Was am Ende bleibt: eine Grup­pe von Men­schen, die spü­ren, dass ihre ästhe­ti­schen und poli­ti­schen Vor­stel­lun­gen nicht mehr selbst­ver­ständ­lich sind, ver­sucht ver­zwei­felt, die­se als objek­ti­ve Maß­stä­be zu dekla­rie­ren und ande­ren auf­zu­zwin­gen. Aber Kunst war nie unpo­li­tisch, und Kunst­kri­tik schon gar nicht. Wer das nicht wahr­ha­ben will, soll­te viel­leicht weni­ger über „kunst­frem­de Erwä­gun­gen“ reden und mehr dar­über nach­den­ken, was die eige­nen blin­den Fle­cken sind. Es ist halt auch ein­fach bit­ter, wenn man merkt, dass die eige­ne Deu­tungs­ho­heit brö­ckelt (been the­re, done that) – aber das als Angriff auf die Kunst zu framen, ist dann doch etwas ein­fach, ne?


Lena Rich­ter hat auf Blues­ky her­aus gear­bei­tet, wer denn eini­ge die­se Erstunterzeichner*innen sind. Das sind schon so eini­ge, die auf­grund ihrer Posi­ti­on als Her­aus­ge­ber oder Ver­lags­in­ha­ber recht ein­fluss­reich sind. 

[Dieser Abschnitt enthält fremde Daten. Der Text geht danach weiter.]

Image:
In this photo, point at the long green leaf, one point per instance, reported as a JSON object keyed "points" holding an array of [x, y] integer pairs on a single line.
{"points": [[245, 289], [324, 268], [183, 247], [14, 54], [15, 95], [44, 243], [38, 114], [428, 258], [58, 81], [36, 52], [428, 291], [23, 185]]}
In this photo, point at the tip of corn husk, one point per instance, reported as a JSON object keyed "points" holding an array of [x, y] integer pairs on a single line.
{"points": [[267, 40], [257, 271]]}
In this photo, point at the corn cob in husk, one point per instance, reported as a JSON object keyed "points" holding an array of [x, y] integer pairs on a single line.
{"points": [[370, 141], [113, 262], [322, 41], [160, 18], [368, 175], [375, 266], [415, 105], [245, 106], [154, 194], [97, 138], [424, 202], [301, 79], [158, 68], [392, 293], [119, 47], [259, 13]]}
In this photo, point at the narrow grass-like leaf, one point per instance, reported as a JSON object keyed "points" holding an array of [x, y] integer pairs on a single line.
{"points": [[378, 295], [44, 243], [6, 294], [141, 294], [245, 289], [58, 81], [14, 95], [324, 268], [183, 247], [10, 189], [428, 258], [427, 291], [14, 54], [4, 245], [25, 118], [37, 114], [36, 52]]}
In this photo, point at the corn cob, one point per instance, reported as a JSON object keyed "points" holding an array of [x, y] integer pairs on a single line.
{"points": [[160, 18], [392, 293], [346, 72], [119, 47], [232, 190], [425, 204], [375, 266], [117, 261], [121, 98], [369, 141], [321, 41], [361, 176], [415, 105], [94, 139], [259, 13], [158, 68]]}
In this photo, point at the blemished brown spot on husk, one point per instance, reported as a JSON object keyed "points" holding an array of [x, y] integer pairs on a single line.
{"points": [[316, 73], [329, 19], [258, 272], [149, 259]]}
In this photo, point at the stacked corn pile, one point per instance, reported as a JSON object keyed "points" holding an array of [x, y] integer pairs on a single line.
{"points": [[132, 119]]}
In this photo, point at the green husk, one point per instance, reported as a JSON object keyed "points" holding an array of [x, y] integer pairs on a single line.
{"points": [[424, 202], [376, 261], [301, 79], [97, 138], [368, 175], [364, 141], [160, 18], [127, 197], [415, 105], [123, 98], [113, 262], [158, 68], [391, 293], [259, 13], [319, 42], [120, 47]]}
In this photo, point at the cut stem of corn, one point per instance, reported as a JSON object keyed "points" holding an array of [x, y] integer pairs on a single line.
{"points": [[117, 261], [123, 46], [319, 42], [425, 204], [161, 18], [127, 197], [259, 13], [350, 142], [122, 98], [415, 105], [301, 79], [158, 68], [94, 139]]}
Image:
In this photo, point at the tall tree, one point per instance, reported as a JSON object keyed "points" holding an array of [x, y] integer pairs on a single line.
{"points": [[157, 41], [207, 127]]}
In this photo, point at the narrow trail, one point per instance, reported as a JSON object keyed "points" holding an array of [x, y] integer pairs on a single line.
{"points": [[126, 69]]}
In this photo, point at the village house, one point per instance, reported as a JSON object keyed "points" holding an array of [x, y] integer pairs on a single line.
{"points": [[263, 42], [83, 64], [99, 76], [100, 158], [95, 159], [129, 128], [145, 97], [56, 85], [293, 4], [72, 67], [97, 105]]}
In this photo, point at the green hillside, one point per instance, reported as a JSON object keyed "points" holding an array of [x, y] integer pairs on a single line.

Micha­el K Iwo­leit: Grün­de rund Her­aus­ge­ber SF-Maga­zin NOVA
Micha­el Hai­tel: Inha­ber Ver­lag p.machinery
René Moreau und Hans Jür­gen Kug­ler: Her­aus­ge­ber SF-Maga­zin Exodus
Wal­ter Jost und Sil­via Els­bernd-Reu­ter: Redak­ti­on Maga­zin „Sci­ence Fic­tion Times

davon inspi­riert habe ich wei­ter gesucht:

Heinz J. Bal­do­wé schreibt für diver­se SF Maga­zin, zuletzt für die SF Nach­rich­ten (Ach­tung, Musik geht an)
Hans-Ulrich Bött­cher, Autor bei NOVA
Die­ter Braeg, SF-Autor und Jour­na­list
Ronald M. Hahn, Autor und Über­set­zer, KLP-Preis­trä­ger
Wal­ter Jost, Her­aus­ge­ber der SF-Nach­rich­ten
Olaf Kemm­ler war NOVA Her­aus­ge­ber und ist Autor, KLP-Preis­trä­ger
Hans Jür­gen Kug­ler, Autor, Her­aus­ge­ber, KLP-Preis­trä­ger
Mari­an­ne Lai­bach, Autorin, u.a. bei NOVA und ver­öf­fent­licht sehr viel bei p.machinery
Horst Pukal­lus, SF Autor und Über­set­zer
Tho­mas Sebes­ta, Her­aus­ge­ber „Treff­punkt Phan­tas­tik
Chris­ti­an Stein­ba­cher, Autor, u.a. für NOVA
Micha­el Till­mann, Autor, u.a. für Exodus

Wie es Lena so schön sag­te: Macht mit der Info was ihr wollt.